Am 16. April 2015 17:43:23 MESZ, schrieb David Miller <davem@...emloft.net>:
>From: Hannes Frederic Sowa <hannes@...essinduktion.org>
>Date: Thu, 16 Apr 2015 14:11:42 +0200
>
>> On Thu, Apr 16, 2015, at 07:29, Herbert Xu wrote:
>>> On Thu, Apr 16, 2015 at 06:24:00AM +0100, Patrick McHardy wrote:
>>> >
>>> > Netfilter may change the contents of the packet, even change its
>size.
>>> > It is *really* hard to do this while keeping the original
>fragments
>>> > intact.
>>> 
>>> Perhaps we should provide better helpers to facilitate this?
>>> 
>>> So instead of directly manipulating the content of the skb you
>>> would so so through helpers and the helpers can then try to do
>>> sensible things with the fragments.
>> 
>> When Florian and me started discussing how to solve this we also
>wanted
>> to be as transparent as possible.
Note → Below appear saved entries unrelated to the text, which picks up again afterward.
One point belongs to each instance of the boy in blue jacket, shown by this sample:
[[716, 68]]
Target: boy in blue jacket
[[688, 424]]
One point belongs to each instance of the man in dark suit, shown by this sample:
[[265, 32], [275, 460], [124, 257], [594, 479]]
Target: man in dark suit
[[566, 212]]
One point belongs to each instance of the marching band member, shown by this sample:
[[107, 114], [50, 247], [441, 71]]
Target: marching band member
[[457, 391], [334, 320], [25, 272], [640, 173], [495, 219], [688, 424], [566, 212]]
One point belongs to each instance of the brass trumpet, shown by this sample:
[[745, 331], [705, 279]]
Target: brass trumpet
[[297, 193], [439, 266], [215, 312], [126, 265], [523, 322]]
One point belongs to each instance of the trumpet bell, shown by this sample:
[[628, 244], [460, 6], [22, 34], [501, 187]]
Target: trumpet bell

But looking at all possible
>> fragmentation scenarios, this seems to be too complicated.
>> 
>> Even imagine a fragment with overlapping offsets and some of the
>> fragments got duplicated. If we had to keep this in frag_list and now
>> netfilter has to change any of this contents, this will become a
>total
>> mess, like changing one port in multiple skbs at different offsets.
>> 
>> I doubt it is worth the effort.
>
>You guys keep talking about exceptional cases rather than what is
>unquestionable the common case, and the one worth handling in the
>fast paths.

True. But its not like we haven't tried. What I keep hearing is lots of well meaning opinions, and the fact is, I've looked into this countless times, you can find my first attempt when googling from 11 years ago, and the resolution was always - it's not worth it. It's not "too hard", I wouldn't mind. And I fail to see the problem with that. We're not talking about a functional defect, it's something people (me included) think is "not nice".

I will try to recollect the problems the different approaches have in detail. I'm pretty sure you will come to the same conclusion as I have.